A good portion of the film is slowly paced: it might have been titled Walk Kalyani. But this pace is intentional. We need to feel the monotony that surrounds the protagonist. You know that T-shirt slogan, "Same shit, different day"? That's Kalyani's life. She's a cook who works in high-rise apartments. (At home, though, the highest she gets is up a flight of stairs, to her tiny room in some sort of attic space.) She wakes up, leaves home, cooks for Employer No. 1 (it's the same monotonous salad for him), goes to Employer No. 2 (it's the same monotonous fried stuff over there)…
This happens on Day 1. This happens on Day 2. This happens on Day 3. The screenplay, thus, is carefully designed as what the music world would call "variations on a theme". Indeed, Sreevalsan J Menon's exquisite music is a key part of the narrative. A lot of the film is silent (we hear the towel brushing against skin, as Kalyani wipes down her aunt), but at the end of Kalyani's day, we get something that sounds like a bolero. This is, after all, a composition in which a theme is endlessly repeated. It's the "same shit, different day" of music. The tiny variations in each repetition mirror the tiny variations in each day Kalyani wakes up to face.

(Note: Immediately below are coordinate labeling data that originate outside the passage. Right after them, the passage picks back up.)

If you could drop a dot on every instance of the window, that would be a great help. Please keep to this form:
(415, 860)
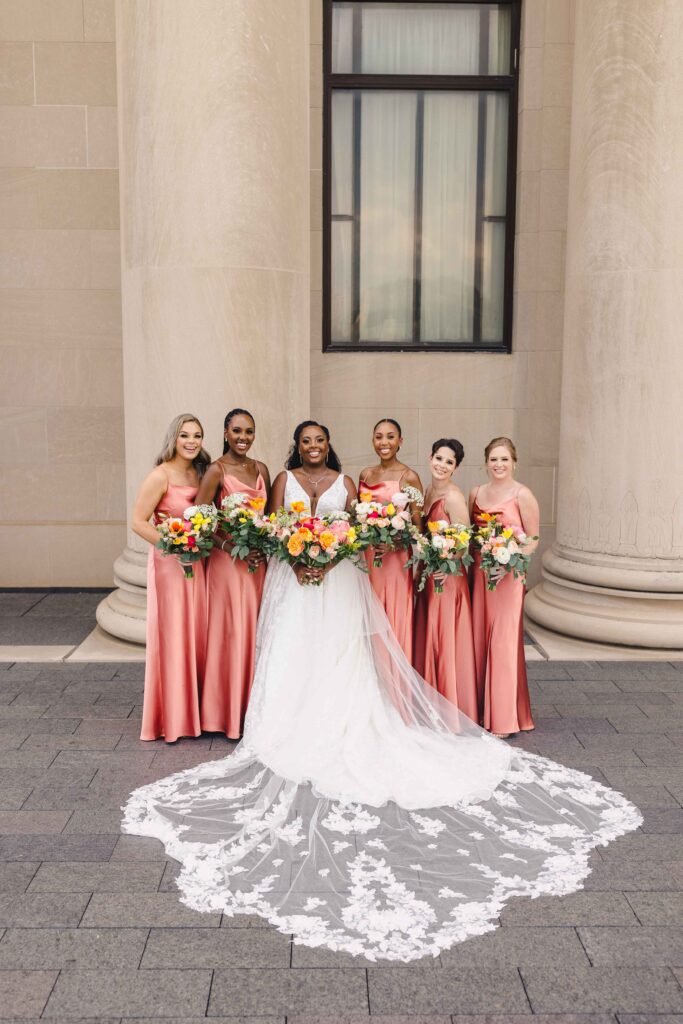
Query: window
(420, 139)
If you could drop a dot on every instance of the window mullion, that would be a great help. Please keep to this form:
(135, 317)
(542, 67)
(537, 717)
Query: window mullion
(417, 227)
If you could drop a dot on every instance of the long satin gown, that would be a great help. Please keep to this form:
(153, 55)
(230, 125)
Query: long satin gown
(499, 639)
(233, 596)
(392, 582)
(443, 645)
(176, 636)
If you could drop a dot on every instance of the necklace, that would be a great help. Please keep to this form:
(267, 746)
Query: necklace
(314, 482)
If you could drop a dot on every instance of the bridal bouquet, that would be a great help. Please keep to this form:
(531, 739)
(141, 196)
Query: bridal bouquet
(501, 550)
(444, 549)
(314, 541)
(385, 523)
(188, 538)
(249, 528)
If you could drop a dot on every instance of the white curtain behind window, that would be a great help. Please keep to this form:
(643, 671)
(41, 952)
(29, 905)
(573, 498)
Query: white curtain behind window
(449, 219)
(387, 215)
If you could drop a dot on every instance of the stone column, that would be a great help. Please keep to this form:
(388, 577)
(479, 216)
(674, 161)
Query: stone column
(615, 572)
(213, 134)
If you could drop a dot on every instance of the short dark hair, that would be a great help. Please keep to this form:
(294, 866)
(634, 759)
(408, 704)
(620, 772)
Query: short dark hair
(226, 423)
(387, 419)
(294, 457)
(455, 446)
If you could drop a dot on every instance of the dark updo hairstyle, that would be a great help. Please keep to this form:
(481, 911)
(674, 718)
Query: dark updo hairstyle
(226, 423)
(387, 419)
(294, 458)
(455, 446)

Here's an example. Take the people who appear at her doorstep on the mornings of Day 1, Day 2 and Day 3. First, it's the landlord. Second, it's a father with a son he wants to marry off. Third, it's a bunch of thugs demanding the repayment of a loan. Technically, each circumstance, each episode is different — yet, they are all part of a "repetition", a plot point that says "a male figure confronts Kalyani at home".

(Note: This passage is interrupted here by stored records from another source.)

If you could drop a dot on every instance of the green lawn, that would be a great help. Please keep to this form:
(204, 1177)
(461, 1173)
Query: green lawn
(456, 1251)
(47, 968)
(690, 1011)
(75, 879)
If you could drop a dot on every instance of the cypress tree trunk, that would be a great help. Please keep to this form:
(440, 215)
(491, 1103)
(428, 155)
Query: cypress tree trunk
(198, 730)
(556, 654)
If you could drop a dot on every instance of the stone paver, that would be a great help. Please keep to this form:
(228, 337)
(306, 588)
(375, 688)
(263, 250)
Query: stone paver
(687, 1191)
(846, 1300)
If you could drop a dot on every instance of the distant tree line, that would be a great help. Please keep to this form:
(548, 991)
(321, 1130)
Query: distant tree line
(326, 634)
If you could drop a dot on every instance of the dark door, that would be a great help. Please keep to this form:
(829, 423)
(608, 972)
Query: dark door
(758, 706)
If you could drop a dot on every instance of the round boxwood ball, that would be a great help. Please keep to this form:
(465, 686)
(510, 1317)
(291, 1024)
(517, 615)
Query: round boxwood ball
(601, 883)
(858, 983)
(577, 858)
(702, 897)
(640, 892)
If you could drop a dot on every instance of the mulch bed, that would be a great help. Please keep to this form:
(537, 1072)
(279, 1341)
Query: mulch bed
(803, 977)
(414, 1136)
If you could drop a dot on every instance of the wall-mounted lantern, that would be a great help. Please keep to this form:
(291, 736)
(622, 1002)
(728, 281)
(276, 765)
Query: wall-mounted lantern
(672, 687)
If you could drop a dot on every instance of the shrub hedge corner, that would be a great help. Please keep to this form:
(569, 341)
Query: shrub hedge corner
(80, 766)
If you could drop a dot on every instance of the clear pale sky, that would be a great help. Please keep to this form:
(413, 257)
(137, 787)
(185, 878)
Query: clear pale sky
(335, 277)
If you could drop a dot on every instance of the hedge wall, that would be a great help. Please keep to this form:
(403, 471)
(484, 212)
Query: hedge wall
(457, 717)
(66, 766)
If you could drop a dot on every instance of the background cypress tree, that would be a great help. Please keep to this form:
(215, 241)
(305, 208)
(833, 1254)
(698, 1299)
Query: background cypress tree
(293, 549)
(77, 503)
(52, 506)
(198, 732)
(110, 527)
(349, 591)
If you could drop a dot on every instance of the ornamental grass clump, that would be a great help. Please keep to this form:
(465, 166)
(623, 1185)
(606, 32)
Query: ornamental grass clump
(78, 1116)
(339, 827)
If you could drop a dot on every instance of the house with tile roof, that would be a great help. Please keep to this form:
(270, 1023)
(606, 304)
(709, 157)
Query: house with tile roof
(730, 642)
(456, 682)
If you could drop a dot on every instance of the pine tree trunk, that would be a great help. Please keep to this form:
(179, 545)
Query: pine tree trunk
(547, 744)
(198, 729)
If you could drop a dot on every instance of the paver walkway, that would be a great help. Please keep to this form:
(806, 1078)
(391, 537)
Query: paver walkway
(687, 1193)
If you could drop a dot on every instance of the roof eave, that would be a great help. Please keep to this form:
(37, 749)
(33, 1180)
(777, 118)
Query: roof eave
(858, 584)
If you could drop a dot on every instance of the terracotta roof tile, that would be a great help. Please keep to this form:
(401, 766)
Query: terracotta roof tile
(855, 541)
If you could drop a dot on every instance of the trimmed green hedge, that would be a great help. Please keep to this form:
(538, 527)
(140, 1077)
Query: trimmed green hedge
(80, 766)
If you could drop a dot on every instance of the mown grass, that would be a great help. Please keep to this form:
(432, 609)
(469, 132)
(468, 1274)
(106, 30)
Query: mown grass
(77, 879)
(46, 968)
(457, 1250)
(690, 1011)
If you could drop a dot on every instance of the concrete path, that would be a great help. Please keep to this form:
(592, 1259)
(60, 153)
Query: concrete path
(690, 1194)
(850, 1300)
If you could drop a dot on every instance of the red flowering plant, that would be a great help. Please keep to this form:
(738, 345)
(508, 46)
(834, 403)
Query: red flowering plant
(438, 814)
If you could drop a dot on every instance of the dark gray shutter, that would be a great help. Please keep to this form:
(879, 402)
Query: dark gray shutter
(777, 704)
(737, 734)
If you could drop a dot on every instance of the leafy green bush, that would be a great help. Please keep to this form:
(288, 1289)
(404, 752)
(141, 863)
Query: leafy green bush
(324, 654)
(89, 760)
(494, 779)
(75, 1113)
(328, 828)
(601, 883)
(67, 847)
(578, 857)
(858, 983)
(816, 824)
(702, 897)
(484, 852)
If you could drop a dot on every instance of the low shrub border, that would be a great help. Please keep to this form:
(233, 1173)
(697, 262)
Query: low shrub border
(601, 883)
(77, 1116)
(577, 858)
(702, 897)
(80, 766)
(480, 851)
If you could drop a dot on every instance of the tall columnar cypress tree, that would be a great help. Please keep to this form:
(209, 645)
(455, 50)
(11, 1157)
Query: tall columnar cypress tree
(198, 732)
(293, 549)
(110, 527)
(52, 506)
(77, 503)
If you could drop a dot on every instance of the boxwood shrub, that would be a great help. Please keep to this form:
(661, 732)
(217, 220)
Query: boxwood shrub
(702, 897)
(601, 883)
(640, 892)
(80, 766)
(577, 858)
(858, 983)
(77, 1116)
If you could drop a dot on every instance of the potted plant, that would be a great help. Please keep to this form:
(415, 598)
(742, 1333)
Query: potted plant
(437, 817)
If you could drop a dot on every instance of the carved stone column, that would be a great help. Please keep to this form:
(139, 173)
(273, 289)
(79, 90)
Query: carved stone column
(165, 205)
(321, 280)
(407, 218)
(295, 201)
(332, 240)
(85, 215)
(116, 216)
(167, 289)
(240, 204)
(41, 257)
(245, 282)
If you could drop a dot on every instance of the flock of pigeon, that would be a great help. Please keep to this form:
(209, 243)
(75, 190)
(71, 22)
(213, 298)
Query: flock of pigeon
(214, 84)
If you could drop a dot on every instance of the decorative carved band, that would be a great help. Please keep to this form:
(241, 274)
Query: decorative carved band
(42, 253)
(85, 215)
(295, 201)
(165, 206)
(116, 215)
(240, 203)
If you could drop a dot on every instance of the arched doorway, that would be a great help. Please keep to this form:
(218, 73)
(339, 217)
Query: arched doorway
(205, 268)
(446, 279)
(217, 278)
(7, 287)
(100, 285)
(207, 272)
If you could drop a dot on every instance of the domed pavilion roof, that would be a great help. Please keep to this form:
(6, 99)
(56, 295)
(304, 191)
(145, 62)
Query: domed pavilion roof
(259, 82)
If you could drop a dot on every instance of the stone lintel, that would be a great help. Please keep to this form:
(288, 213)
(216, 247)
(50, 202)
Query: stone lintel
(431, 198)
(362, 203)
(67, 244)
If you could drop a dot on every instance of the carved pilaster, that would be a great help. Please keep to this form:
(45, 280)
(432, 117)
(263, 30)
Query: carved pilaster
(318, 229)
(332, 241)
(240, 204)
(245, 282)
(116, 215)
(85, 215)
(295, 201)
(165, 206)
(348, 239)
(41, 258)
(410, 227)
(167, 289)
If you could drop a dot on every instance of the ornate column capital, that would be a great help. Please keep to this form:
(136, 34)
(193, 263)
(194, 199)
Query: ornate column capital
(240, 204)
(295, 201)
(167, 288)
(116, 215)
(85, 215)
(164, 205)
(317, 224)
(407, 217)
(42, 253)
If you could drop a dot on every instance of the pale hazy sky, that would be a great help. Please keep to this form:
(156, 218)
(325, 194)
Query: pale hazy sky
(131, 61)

Writer-director Geetha J and editor B Ajithkumar get a beautiful rhythm going. It could not have been easy to keep showing a bunch of "boring" things, and yet, ensure that the film itself is not "boring". There's a strong emotional undertow that builds and builds with each iteration, each day, as the characters fall into place and their relationships to one another become clearer.
Employer No. 1 is a middle-aged gazetted officer (Ramesh Varma), in love with a married woman (the poet Meera Nair) who lives across the street. He writes emotionally charged, almost poem-like letters to her and she responds in kind, with erotically charged lines. (She reads writers like Kamala Das.) Madhu Neelakandan trains the camera on the page as these letters are being composed: we see the ink dry before our eyes as word after word is written down. It's exquisitely erotic. The pressing of pen on paper, the emission of ink and the transformation of this liquid into a love note, which is passed on through Kalyani, who works in both houses — it's as sensual as a "long-distance" relationship can get. It's almost mythical.
Indeed, someone brings up the story of Nala and Damayanti, whose love messages were couriered to each other through a swan. What if we watched that legendary romance unfold through the eyes (and viewpoint) of the swan — or, in this case, Kalyani? That's how we see everyone in Run Kalyani: through the protagonist. We meet an old chess player (the yesteryear star, Madhu). We meet an abusive husband. We meet his sister-in-law who prefers to look away when he beats his wife. We meet a chauffeur, a nadaswaram player, a roadside slogan-chanter. There's a storyteller who lulls Kalyani to sleep, every night, with the most fantastical tales.
Day 4 of Kalyani's life turns out to be equally fantastical. The numbing routine is finally shattered. I won't tell you what happens — but I'll admit I felt too much happens, all at once. A near-plotless movie begins to sag with themes of hope and redemption and liberation. But you stick with it because these themes don't congeal into an ugly "message". What we take away from the end of the film is as "unstated" as the rest of it. More importantly, it's hard to resist this closure because of how invested you've become in Kalyani. Garggi Ananthan is superb. She finds endlessly creative (and minimalistic) ways to say "Same shit, different day". She does, essentially, what the movie does. It could not have been easy to keep enacting a bunch of "boring" things, and yet, ensure that the performance itself is the farthest thing from "boring".